Outros verões em Ipanema - JANETE DA ROCHA MACHADO, historiadora, pesquisadora da zona sul de Porto Alegre e blogueira do ZH Zona Sul
Em janeiro dos anos 1970, a praia de Ipanema era um local aonde se dirigiam os porto-alegrenses que buscavam amenizar o forte calor. A orla ficava tomada de gente. Lembro-me de que minhas primas tinham por hábito visitar-me – evidentemente, não pelos laços familiares, mas para desfrutar de banhos no Guaíba.
Ainda que as águas já estivessem um pouco poluídas, os banhistas – mirins, como eu – insistiam naquela diversão. Os pais, via de regra, proibiam tal prática – entretanto, nós, ainda crianças, burlávamos a vigilância para aquela brincadeira tão prazerosa que incluía os mergulhos, a coleta de conchas e o bate-papo na areia para secar o corpo ao sol. Numa dessas fugas tão frequentes, fomos apanhados em delito, o que nos rendeu umas boas chineladas e a proibição de sair de casa durante aquele verão.
Anos depois, já na adolescência, a praia de Ipanema reunia todas as tribos. Chamavam-me a atenção as jovens bem postadas em carros conversíveis, como o Puma GTB, ostentando elegantes chapéus e corpos esculturais e bronzeados, minimamente cobertos por tangas, moda originária da Praia de Ipanema do Rio de Janeiro. Usava-se o bronzeador Rayto del sol ou a fabricação caseira – óleo Johnson’s com semente de urucum – para dourar a pele. Ao entardecer, os casais rumavam para a Taba, um ponto de encontro bastante conhecido, para conversas regadas a chope e batatas fritas.
Essas lembranças não trazem apenas saudades, mas a constatação de que há muitos anos não se usufrui o Guaíba e Ipanema como se gostaria.

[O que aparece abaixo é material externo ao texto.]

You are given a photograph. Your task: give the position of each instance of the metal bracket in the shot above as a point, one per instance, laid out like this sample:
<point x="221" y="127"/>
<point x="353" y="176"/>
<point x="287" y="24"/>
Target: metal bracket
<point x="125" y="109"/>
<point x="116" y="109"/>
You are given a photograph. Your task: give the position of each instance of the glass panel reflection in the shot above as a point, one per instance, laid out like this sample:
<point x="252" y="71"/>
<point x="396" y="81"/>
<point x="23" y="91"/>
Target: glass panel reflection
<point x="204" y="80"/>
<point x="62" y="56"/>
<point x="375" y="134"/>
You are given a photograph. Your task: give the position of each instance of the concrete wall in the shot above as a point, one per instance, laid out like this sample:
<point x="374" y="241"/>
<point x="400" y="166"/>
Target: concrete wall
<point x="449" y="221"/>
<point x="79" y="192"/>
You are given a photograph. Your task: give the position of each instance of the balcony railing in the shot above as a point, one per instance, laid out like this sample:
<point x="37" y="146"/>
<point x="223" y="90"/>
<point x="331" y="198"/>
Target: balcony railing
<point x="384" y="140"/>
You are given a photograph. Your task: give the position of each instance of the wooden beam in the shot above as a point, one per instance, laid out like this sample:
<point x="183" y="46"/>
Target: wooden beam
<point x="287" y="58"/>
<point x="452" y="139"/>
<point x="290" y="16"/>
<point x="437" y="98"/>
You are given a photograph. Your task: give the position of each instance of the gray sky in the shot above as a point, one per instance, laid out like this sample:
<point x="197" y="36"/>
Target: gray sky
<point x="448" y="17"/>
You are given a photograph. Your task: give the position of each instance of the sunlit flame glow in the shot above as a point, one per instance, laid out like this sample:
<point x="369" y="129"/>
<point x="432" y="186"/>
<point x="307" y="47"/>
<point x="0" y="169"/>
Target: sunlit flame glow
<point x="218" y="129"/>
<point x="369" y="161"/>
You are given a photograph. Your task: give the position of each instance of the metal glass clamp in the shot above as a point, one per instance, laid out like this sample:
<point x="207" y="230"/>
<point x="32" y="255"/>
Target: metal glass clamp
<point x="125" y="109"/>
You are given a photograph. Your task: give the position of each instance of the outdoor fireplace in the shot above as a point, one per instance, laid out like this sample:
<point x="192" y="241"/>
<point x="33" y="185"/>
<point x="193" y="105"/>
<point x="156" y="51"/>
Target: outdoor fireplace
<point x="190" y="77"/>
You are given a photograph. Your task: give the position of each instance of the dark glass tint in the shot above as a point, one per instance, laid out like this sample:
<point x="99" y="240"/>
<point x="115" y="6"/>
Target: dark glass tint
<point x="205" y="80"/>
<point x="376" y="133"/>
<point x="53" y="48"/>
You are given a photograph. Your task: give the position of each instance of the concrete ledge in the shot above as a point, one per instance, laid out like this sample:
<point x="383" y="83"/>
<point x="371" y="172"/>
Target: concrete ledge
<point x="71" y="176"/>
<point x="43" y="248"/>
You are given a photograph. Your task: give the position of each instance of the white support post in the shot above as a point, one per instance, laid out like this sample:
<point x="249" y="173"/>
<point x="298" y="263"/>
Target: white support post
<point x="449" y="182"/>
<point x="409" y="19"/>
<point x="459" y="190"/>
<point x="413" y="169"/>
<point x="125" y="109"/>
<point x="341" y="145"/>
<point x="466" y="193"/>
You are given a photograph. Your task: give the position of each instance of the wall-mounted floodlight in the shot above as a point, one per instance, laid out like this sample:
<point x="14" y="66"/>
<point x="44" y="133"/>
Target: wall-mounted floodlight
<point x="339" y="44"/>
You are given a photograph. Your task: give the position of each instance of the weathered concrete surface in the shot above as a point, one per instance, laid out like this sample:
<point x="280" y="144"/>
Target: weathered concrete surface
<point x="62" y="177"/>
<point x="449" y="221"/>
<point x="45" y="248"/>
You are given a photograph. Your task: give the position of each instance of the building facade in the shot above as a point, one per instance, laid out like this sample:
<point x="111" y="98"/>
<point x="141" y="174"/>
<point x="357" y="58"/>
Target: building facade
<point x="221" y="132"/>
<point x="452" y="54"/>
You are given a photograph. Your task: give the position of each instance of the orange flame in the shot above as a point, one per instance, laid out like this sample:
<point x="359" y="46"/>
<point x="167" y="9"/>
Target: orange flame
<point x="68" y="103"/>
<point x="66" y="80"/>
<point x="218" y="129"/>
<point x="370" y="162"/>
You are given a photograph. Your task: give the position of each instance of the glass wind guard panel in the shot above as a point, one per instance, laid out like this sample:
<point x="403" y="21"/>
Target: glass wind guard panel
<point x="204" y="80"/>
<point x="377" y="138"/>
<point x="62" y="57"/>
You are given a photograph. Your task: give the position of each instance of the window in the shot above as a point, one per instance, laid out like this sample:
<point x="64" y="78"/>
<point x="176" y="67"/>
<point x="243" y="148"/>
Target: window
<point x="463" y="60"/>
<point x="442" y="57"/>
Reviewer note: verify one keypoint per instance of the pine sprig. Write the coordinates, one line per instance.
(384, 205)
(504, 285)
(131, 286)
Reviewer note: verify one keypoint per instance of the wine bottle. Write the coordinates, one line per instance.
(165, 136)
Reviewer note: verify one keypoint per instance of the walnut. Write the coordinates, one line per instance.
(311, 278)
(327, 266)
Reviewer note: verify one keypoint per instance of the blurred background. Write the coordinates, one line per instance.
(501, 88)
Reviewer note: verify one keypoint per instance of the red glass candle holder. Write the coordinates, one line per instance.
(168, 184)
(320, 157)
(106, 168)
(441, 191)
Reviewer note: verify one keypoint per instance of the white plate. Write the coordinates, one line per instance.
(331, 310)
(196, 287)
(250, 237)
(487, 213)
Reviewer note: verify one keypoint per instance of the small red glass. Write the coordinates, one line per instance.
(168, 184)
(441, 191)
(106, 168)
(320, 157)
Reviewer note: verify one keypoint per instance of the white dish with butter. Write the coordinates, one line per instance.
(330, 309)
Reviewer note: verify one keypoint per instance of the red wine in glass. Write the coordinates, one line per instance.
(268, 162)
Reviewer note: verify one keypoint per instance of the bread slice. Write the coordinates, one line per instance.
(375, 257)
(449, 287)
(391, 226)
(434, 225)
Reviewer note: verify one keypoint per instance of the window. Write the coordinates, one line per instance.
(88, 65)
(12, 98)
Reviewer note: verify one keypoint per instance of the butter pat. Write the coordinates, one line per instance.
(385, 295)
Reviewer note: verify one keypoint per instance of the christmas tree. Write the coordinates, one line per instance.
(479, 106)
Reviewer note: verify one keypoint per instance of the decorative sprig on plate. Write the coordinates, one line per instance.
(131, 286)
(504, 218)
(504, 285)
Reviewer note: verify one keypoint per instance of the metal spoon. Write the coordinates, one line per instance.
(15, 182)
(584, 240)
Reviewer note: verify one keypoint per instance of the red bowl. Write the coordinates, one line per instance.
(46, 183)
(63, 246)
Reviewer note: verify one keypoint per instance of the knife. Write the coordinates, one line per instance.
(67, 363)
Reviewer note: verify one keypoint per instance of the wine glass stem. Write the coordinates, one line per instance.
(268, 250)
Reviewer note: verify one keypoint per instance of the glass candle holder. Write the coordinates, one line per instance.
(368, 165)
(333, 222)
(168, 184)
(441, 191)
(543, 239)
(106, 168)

Uma questão a ser discutida pelas autoridades envolvidas com os planos de revitalização da orla e dos bairros da Zona Sul de Porto Alegre.
Margem oposta valorizada
Empresários do setor de construção enxergam um potencial enorme na outra margem do Guaíba, onde há vastas terras desocupadas. A partir da percepção de que o sonho do porto-alegrense é morar como antigamente, em casas junto às águas, a projeção é de que o munícipio vizinho de Eldorado do Sul vire o novo bairro de casas de Porto Alegre.
Um exemplo dessa tendência é o empresário Diderot Menegassi Velloso, 65 anos. Morador de uma cobertura no bairro Bela Vista, ele comprou um lote em Eldorado, e suas filhas adquiriram mais dois. A ideia é que a família toda viva à beira do Guaíba. Antes de se decidir pela mudança, Velloso procurou alternativas na Zona Sul. Não encontrou o que procurava e optou pela outra margem.
– A segunda ponte (do Guaíba) vai sair. É questão de tempo. Além disso, a ponte atual tranca algumas vezes, enquanto as sinaleiras de Porto Alegre trancam sempre – argumenta o empresário.
Quando se mudar, Velloso vai reforçar a vizinhança dos médicos Thiago Krieger Bento da Silva, 36 anos, e Ana Paula Zanardo, 33 anos. O casal já está vivendo na orla. Eles se estabeleceram em um condomínio fechado próximo, o Ilhas Park, que a construtora Beralv prevê entregar em fevereiro. Os médicos se anteciparam e já estão usufruindo da moradia bucólica.
– Na beira do Guaíba, estamos vivendo outra vida. Não tem nem como explicar. A vontade de chegar em casa é outra – diz Ana Paula.